By Adam Gnade

Going through my mental checklist of perfect songs about perfection, it was no surprise that so many of them were hiphop or R&B. Unlike rock's moping demigods, hiphop and R&B stars have the guts to want perfection, the pro-activeness to go looking for it, and the confidence to feel okay once they've found it--and the great ones always do.

1. "It was a Good Day," Ice Cube

Cube's perfect day starts off happy, ends happy, and he gets fucked, faded, and fed in the meantime. He even sees the lights of the Goodyear Blimp and--in classic American blues mythos braggadocio--they read, "Ice Cube's a pimp." Ice Cube is Odysseus with a jimmy that runs deep and full on cop-invisibility.

2. "Can't Get You Outta My Head," Kylie Minogue

Here, Kylie expresses perfect puppy love--nothing but innocent pre-teen crushing. It is almost fairy tale-ic in its perfection, and the backing track sounds ethereal as a ring-tone.

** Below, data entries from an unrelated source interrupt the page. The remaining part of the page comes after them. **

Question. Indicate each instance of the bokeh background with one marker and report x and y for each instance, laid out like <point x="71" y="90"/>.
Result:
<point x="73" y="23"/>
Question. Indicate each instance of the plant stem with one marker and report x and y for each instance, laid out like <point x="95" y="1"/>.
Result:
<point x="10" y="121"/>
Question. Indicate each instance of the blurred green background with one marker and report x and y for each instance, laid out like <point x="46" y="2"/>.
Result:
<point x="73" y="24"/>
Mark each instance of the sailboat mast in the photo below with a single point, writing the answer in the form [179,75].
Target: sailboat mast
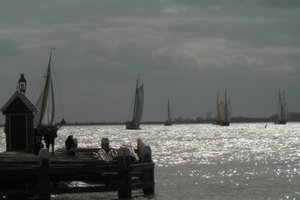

3. "Can't Help Falling in Love," Elvis Presley

When Elvis sang this song, he was perfect. His hair, his shoes, his cuff-lengths, his PR, his voice. And, in "Can't Help," so is his lover--his ideal personification of feminine perfection.

4. "I Want a Hippopotamus for Christmas," Gayla Peevey Little Gayla wants a hippo so bad it hurts. Even though mom says it'll eat her, she knows better: "Teacher says a hippo is a vegetarian." Yes! The perfect Christmas present.

5. "A Better Son/Daughter," Rilo Kiley

Rilo's Jenny Lewis is singing about creating the ideal Jenny. And even though the lyrics run a little insider-y, it's easy to glean empowerment from her advice. This one doesn't get enough radio play, but if it did, there would be far more positive, tough, righteous children around.

6. "U Can't Touch This," MC Hammer

This is deluded, hubris-racked perfection, but perfection nonetheless. It is the perfection of self-confidence. Though the music is dated, when you were 12, this shit knocked your Hawaiian-print Keds off. Hammer made the typewriter dance and ridiculous pants seem cool because he believed they were.

7. "Gigolo," Nick Cannon

What's perfection for Mr. Cannon? Gigolo life, for reals. Spending lots of dough, going home with the groupies. Playersville as utopia. Mindlessly stupid, but perfect--a dicey contradiction.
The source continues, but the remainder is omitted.